As in any other type of investment, Solar PV customers also have different options to pay for the system, depending on what's financially more advantageous for the particular project. The most common payment options in the Solar Industry are Cash Purchase, Power Purchase Agreement (PPA), Lease, and Loan.
Cash Purchase refers to the direct acquisition of the system and is paid upfront without any financing. The business or homeowner will be able to utilize the solar production and receive all incentives, but will also be responsible for the maintenance of the system.
Power Purchase Agreement (PPA)
Under this payment option, an entity will purchase and coordinate a solar project installation on a customer's property. The entity will pay to install the system, receive the tax benefits and incentives of the project, and provide power to the customer at a negotiated cost per kWh. This negotiated rate (often with an annual escalator) is typically less than what the customer would pay the utility, so the customer benefits from a lower cost of electricity without providing the capital to install a solar project. Some PPA arrangements allow the customer to purchase the system at specific times throughout the PPA term. PPA's are very common among non-profit organizations or municipalities where the system's host can't keep incentives (the investor or third party will collect and retain all incentives).

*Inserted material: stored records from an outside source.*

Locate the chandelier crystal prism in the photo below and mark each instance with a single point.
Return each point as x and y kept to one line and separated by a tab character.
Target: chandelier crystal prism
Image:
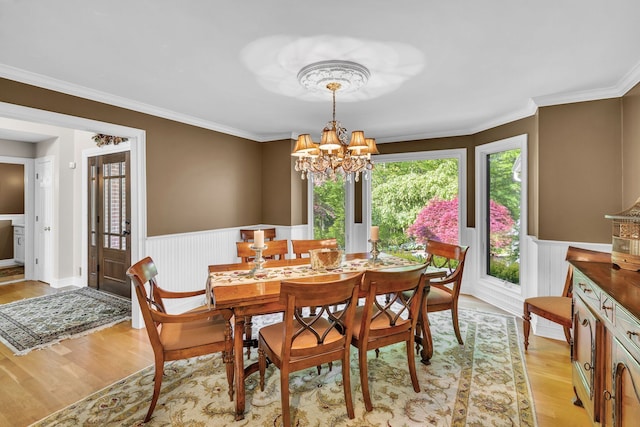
335	155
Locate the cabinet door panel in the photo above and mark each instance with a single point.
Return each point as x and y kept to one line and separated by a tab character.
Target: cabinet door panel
626	379
585	327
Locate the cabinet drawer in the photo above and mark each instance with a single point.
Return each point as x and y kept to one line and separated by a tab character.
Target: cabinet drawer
629	327
587	289
608	308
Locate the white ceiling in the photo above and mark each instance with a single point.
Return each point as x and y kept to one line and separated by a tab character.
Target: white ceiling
438	68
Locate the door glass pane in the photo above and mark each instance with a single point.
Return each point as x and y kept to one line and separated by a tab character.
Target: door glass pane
503	215
413	201
328	211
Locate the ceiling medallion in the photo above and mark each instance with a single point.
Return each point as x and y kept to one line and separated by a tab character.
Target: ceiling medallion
334	157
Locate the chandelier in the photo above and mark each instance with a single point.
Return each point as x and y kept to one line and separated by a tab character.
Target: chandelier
335	155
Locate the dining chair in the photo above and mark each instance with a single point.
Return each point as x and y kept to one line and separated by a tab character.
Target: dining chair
179	336
276	249
302	342
559	308
389	315
246	235
443	293
301	247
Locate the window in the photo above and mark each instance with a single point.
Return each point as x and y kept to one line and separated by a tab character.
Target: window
501	200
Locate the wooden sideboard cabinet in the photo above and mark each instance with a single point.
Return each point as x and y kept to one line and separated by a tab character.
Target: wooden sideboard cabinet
605	354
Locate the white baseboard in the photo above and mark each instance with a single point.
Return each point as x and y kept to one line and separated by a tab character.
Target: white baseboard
67	281
7	262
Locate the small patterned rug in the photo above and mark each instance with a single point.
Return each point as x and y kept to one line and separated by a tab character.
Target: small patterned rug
482	383
39	322
14	270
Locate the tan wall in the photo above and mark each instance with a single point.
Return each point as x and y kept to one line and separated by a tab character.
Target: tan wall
631	147
580	170
197	179
276	182
200	179
6	240
11	188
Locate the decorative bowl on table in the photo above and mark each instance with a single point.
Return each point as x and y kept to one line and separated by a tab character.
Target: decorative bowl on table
326	258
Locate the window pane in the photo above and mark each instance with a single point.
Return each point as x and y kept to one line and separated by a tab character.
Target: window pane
414	201
328	211
503	215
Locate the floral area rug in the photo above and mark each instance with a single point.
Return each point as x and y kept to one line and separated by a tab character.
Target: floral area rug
39	322
482	383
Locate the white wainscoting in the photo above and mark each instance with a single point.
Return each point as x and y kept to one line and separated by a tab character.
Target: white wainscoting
183	259
543	274
552	273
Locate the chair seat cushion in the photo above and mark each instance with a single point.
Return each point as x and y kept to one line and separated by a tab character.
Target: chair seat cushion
192	334
438	296
380	322
273	336
558	306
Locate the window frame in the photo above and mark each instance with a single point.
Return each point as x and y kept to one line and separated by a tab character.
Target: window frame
482	152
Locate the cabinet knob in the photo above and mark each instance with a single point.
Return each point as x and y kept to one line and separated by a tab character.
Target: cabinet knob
584	287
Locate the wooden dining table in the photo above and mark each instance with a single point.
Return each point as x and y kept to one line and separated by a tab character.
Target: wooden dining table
252	296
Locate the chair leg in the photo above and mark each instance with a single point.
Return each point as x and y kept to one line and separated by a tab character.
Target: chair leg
454	318
248	333
284	395
412	366
364	378
262	366
346	384
157	383
526	325
567	334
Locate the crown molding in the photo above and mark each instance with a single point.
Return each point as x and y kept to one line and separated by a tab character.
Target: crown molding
50	83
626	83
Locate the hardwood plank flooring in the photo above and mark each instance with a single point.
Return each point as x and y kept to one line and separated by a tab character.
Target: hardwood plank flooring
44	381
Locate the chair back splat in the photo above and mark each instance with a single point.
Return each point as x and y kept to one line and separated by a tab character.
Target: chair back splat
389	315
302	247
303	342
444	293
179	336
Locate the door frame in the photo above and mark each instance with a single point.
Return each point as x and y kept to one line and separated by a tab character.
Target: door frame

Solar Leases allow a third-party entity to pay and coordinate a solar project installation on a customer's property. The customer then pays a negotiated monthly or annual payments to the entity in return for the electricity produced by the solar PV system. The third-party entity typically retains the tax breaks and incentives in these arrangements. There are two types of leases:
- A capital lease is treated as an asset on a company’s balance sheet. So, incentives could be collected on the system, driving the payback down.
- An operating lease is an expense that remains off the balance sheet to be written off as an expense in taxes—hence lower payback.

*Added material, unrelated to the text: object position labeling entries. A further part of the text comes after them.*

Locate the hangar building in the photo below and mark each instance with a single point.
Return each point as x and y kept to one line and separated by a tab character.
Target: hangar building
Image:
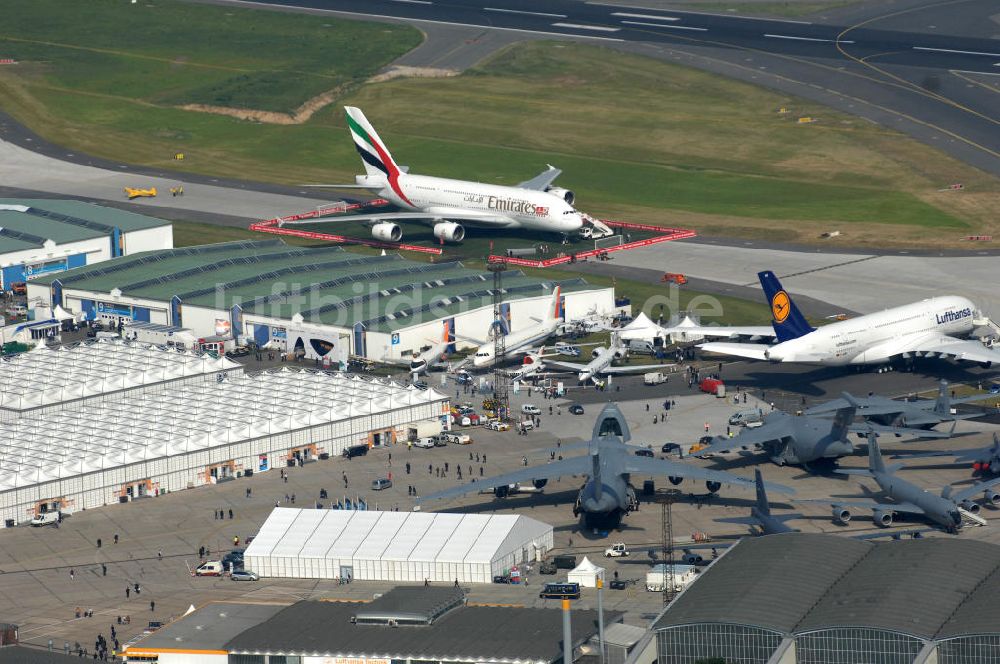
168	434
406	625
41	237
394	546
822	599
322	302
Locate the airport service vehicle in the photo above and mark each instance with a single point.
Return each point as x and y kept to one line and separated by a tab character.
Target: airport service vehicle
45	519
451	205
460	438
517	343
608	463
654	378
211	568
747	417
560	591
935	327
137	192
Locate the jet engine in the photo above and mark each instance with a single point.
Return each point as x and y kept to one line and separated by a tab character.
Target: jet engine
692	558
970	506
387	232
881	518
564	194
449	231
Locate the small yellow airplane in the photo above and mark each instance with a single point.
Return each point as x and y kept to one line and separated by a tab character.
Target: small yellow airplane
133	192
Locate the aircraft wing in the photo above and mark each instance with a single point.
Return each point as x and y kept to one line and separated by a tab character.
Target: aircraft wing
662	467
579	465
969	492
748	438
541	181
938	344
432	214
752	351
722	331
633	368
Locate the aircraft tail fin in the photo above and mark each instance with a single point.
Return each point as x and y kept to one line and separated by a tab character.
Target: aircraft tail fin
375	155
554	311
762	505
875	461
786	319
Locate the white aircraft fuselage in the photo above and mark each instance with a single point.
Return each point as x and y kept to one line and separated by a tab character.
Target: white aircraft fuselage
869	338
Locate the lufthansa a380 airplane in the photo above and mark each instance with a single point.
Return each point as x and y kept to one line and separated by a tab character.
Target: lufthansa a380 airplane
451	205
935	327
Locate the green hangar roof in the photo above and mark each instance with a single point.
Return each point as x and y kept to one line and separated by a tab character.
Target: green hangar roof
327	286
28	223
795	583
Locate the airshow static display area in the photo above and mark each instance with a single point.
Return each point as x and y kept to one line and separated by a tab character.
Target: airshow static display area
44	237
800	597
323	303
146	441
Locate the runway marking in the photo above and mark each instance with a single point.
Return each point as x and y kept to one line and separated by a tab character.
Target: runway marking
652	16
579	26
951	50
675	11
519	11
772	36
663	25
342	12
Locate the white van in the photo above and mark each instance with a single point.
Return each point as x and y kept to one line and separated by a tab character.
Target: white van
211	568
45	518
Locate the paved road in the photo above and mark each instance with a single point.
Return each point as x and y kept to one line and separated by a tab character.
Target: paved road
926	68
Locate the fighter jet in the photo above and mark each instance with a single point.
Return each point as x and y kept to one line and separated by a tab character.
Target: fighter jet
984	459
802	439
947	510
607	495
601	364
922	414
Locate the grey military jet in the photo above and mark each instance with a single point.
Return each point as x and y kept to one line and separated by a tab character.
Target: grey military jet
922	414
948	510
607	495
761	521
790	439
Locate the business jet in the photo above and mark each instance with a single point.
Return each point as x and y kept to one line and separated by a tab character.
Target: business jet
451	205
935	327
518	343
602	362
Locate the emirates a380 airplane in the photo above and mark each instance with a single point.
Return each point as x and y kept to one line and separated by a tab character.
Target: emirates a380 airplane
451	205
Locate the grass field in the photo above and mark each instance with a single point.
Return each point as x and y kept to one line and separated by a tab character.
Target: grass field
638	139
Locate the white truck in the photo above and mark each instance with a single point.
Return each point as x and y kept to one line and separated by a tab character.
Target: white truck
654	378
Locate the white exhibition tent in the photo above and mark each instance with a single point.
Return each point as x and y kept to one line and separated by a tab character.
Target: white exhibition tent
586	574
411	547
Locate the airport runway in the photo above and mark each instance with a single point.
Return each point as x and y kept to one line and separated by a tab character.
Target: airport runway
927	68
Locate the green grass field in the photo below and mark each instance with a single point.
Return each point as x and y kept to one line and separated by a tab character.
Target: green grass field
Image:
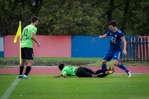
116	86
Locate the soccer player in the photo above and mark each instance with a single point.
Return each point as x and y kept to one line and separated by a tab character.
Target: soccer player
28	37
82	71
116	36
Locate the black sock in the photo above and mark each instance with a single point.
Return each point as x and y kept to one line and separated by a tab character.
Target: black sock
28	69
21	70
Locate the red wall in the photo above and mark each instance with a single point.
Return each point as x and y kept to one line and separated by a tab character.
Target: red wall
51	46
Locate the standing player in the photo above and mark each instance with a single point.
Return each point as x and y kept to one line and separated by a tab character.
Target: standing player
28	37
116	36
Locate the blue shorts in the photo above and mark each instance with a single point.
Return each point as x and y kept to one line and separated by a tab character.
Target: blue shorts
112	54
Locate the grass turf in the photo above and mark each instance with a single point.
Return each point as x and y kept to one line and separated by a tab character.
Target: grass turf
116	86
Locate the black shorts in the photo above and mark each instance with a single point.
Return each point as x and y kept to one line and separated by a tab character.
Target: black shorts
84	72
27	53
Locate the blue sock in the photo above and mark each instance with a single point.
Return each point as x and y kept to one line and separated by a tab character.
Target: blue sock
104	66
123	67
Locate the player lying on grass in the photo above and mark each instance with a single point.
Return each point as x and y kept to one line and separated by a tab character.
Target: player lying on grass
83	71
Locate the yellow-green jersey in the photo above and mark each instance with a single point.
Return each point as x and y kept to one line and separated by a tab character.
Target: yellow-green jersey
69	70
26	41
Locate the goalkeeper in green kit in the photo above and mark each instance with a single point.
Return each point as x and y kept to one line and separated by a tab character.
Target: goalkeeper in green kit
27	39
69	70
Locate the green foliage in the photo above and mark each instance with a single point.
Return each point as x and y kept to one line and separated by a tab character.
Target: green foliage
75	17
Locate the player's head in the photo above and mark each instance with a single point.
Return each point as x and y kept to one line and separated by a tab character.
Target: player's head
34	20
113	25
61	66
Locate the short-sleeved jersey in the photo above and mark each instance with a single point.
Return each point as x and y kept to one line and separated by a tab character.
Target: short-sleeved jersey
115	39
69	70
26	41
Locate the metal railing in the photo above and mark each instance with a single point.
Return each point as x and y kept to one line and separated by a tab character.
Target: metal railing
137	50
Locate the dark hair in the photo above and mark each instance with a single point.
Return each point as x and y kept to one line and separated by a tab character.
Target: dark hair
113	23
61	66
34	19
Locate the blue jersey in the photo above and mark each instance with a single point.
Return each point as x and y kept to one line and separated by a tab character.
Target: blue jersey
115	39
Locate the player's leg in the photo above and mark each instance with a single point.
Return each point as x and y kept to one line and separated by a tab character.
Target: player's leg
106	58
29	57
108	70
100	71
120	65
88	70
21	68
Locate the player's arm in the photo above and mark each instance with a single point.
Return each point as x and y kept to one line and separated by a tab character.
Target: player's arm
103	36
33	37
124	45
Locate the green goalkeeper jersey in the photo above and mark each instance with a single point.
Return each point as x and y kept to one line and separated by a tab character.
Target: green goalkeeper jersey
26	41
69	70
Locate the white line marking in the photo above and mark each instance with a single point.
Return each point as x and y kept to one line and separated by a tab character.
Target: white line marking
10	89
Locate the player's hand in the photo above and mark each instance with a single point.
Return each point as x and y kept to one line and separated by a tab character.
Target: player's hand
125	52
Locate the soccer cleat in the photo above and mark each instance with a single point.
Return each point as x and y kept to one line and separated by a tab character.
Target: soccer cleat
129	74
25	77
20	76
110	69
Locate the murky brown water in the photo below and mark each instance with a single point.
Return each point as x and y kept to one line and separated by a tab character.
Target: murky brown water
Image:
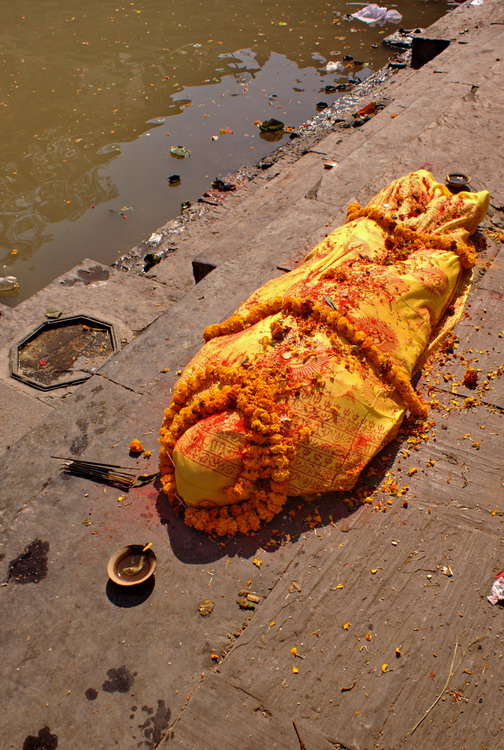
93	94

Under a loan, the home or business owner will finance the cost of the system through some third party like a bank. Loans provide a low or no up-front payment method to the customer, and the interest rate is applied to the loaned money (the financing institution or bank will determine this rate). The business or homeowner will be able to keep incentives, but will be responsible for the maintenance of the system.
In HelioScope, you can model these and other Payment Options as a Financial Model and include them in your proposals.